2. The impact of progeroid mutations on tumour development: This project aims at investigating the fine balance between cancer protection and accelerated aging. We will assess the individual impact of progeroid mutations (e.g. Csb m/m and Xpd TTD ) in well-characterized in vivo tumour models. We utilize a unique set of well-characterized progeroid mouse models coupled to advanced genomics techniques as well as cell biological and biochemical approaches to identify genes and pathways associated with longevity that might also be crucial in the early, intermediate and advanced stages of carcinogenesis. This approach might provide us both with mechanistic insight into the complex process of tumorigenesis as well as gene targets for its experimental modulation in the future.
3. Genome instability and tissue-specific progeria: This project aims at investigating age-related processes driven by genome instability in a tissue-specific manner. To do this, we take advantage of the loxP/Cre recombinase technology to restrict DNA repair deficiency in a single type of tissue while leaving the remaining part of the organism intact.

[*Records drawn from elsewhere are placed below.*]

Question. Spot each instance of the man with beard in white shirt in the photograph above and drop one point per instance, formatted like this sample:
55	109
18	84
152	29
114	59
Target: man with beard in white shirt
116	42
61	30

4. Development of advanced bioinformatics approaches to integrate functional genomics data with and biological endpoints in cancer and aging. The realization of our current research approach dictates the implementation of a robust, advanced panel of bioinformatics curation tools that will give structure and meaning to the underlying information so that this can be queried by non bioinformatics-related scientists. To do this, we aim to develop an available online, highly interactive and easily curable database incorporating the underlying high throughput biological data along with the deduced information on gene, protein networks and biological processes with biochemical, molecular biology and animal physiology parameters in a single integrated platform in our lab.